Take Rey, the new lead character of the Star Wars franchise. She is what you would call a “Mary Sue.” Whatever she does, she’s immediately the best at. She can beat seasoned Jedi in a fight, including Luke Skywalker. She can fly the Millennium Falcon better than Han Solo. In her first major fight, she handily beats a practiced Sith lord because “girl power.”

When nobody globbed onto Rey as the hero of the next generation, the fans were painted as sexist. Producer J.J. Abrams said in interviews that the reason people didn’t like the new Star Wars was that we were “threatened by women.”

“I can see why people might get freaked out by it, but the people who are getting freaked out are the people who are accustomed to that privilege, and this is not oppression, this is about fairness,” said Abrams.

“Star Wars is a big galaxy, and you can sort of find almost anything you want to in Star Wars. If you are someone who feels threatened by women and needs to lash out against them, you can probably find an enemy in Star Wars,” he continued.

This is a stupid thing to say. Not only is it completely inaccurate, it’s asinine to dump on fans who have brought forward legitimate reasons as to why they don’t like the direction you’re taking a franchise. Fans also didn’t like Lucas’s prequels at the time of their release, and the leads in those films were men by and large.

But Abrams touched on something that I found very interesting. He noted that it was people who were accustomed to “privilege” that were “freaked out” by the new direction Star Wars was taking. He then spoke about “fairness” as if he was taking it out of the hands of those who loved it and putting it into the hands of people whose turn it is to love it.

If that’s the case, then these people weren’t really fans, to begin with. They were a group of people who wanted a franchise or brand to belong to them.

This is ludicrous thinking. The fans of the film are fans because the franchise, product, or what have you is the way that it was. If it didn’t appeal to certain people because it didn’t have enough women, LGBT representation, or whatever it is SJWs get mad about, then they weren’t fans. In fact, it sounds like they were opposed to the franchise, and would remain so until changes were made that fit their politics better.
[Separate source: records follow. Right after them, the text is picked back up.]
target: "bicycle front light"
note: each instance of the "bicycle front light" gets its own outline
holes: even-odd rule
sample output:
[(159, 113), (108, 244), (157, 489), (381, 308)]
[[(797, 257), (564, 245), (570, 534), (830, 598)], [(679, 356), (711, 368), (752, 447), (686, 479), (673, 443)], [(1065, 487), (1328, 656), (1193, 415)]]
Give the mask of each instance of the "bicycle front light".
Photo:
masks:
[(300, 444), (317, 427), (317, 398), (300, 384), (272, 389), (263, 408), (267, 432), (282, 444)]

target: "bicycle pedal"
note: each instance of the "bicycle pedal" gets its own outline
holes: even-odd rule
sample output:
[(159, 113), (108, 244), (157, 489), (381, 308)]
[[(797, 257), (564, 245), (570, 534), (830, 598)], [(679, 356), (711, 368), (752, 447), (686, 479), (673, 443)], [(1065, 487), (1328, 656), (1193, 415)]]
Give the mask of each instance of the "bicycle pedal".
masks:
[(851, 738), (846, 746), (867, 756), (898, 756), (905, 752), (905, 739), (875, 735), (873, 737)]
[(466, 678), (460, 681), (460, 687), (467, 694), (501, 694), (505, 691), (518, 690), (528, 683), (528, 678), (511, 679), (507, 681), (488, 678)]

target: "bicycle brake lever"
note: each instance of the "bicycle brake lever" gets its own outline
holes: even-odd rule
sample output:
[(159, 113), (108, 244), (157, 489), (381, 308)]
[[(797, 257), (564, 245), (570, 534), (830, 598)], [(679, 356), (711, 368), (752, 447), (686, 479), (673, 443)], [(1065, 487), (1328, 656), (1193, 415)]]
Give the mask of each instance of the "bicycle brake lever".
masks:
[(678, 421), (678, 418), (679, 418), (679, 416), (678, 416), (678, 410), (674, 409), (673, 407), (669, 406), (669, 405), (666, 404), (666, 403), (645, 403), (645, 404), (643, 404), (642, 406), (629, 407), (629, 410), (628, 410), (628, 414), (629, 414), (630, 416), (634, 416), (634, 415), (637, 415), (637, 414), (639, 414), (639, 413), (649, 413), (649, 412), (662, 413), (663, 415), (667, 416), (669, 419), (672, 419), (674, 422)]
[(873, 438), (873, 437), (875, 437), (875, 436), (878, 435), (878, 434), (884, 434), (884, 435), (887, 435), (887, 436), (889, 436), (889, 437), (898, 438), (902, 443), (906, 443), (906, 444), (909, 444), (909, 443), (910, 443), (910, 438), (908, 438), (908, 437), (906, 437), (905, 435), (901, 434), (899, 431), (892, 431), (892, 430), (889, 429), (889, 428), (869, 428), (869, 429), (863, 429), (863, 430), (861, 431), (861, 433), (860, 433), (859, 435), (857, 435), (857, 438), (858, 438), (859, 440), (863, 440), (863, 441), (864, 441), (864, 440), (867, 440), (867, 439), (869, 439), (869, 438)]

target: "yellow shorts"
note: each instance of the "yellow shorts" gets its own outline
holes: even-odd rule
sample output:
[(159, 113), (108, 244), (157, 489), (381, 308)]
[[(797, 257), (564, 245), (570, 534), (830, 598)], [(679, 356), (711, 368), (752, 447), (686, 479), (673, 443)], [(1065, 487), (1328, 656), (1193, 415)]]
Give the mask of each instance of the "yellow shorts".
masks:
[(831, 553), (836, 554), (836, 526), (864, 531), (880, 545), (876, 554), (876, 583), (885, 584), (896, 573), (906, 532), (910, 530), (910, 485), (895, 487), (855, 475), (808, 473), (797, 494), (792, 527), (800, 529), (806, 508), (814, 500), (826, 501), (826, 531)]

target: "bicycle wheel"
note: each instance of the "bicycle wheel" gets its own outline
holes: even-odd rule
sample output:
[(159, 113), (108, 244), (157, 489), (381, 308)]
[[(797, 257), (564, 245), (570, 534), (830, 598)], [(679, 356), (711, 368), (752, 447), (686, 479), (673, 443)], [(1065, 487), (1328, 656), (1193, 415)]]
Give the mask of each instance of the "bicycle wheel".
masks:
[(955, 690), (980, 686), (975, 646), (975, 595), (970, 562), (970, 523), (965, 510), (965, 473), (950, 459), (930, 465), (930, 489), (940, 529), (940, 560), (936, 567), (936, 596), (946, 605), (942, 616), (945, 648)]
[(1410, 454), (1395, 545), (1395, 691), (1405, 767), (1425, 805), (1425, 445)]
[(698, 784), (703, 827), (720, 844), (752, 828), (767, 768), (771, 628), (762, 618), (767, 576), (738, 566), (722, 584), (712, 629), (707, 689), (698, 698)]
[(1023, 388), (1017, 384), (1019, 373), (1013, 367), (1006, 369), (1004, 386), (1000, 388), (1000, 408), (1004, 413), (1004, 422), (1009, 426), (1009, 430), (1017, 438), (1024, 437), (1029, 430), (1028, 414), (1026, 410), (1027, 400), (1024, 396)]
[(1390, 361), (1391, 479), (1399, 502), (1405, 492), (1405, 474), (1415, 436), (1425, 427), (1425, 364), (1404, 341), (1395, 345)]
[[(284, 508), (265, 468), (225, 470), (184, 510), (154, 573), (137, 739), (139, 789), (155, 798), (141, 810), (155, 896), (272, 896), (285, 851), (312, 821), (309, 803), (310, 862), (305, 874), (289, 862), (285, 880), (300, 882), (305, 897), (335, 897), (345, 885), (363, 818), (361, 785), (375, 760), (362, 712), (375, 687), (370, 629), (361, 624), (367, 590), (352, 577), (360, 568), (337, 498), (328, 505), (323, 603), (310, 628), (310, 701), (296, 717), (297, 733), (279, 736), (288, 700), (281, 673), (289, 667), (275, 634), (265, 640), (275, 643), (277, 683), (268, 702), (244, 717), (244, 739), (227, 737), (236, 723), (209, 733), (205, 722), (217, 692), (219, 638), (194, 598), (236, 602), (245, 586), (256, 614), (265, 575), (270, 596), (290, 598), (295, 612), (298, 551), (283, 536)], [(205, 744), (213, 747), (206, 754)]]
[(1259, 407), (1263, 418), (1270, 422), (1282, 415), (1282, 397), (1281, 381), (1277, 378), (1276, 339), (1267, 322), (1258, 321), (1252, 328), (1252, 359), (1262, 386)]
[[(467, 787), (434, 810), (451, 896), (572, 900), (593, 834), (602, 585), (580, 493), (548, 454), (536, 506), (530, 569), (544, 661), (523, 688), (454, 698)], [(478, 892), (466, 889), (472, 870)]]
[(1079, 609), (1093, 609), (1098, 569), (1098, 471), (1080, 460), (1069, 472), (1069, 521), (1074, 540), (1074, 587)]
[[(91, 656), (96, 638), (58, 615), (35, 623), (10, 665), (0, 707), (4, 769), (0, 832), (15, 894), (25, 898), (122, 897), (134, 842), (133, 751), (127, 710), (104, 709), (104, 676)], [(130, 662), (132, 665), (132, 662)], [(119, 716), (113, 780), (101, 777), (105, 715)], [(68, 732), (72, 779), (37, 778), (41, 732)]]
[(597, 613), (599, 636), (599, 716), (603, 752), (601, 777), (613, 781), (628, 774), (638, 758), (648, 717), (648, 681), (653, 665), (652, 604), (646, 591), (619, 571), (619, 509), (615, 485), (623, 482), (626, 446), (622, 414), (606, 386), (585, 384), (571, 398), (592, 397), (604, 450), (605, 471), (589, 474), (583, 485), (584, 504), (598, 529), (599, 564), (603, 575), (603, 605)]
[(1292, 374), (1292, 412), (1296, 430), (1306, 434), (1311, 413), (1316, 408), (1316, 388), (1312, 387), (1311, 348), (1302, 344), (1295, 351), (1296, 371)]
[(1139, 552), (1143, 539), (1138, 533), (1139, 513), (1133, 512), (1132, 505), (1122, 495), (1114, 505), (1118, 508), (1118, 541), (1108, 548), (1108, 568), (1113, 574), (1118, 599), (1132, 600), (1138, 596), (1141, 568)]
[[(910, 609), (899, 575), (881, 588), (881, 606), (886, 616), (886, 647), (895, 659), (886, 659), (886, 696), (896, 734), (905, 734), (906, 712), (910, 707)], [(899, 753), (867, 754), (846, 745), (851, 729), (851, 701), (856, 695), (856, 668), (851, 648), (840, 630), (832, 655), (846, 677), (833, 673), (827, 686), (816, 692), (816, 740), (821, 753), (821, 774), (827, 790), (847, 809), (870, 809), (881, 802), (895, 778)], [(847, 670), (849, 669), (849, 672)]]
You can see that in The Mandalorian was initially treated.

If you want to fundamentally change something, then you’re not a fan of that thing. You should go find something that is more your speed and style and leave the people who love the thing for what it is alone. If they don’t want your all-female reboot, it’s not because of the all-female cast, it’s because you made it about the politics of feminism. You ditched story, character development, and more in order to shoehorn in concepts and messages no one came there to see.

If you think a hostile takeover of a franchise is necessary to reinforce your politics, then don’t count yourself among the fans who love something the way it is. You’re the outsider trying to introduce toxicity into the environment in order to scratch an itch no one else has.

You’re the toxic non-fan, and you need to back the hell off.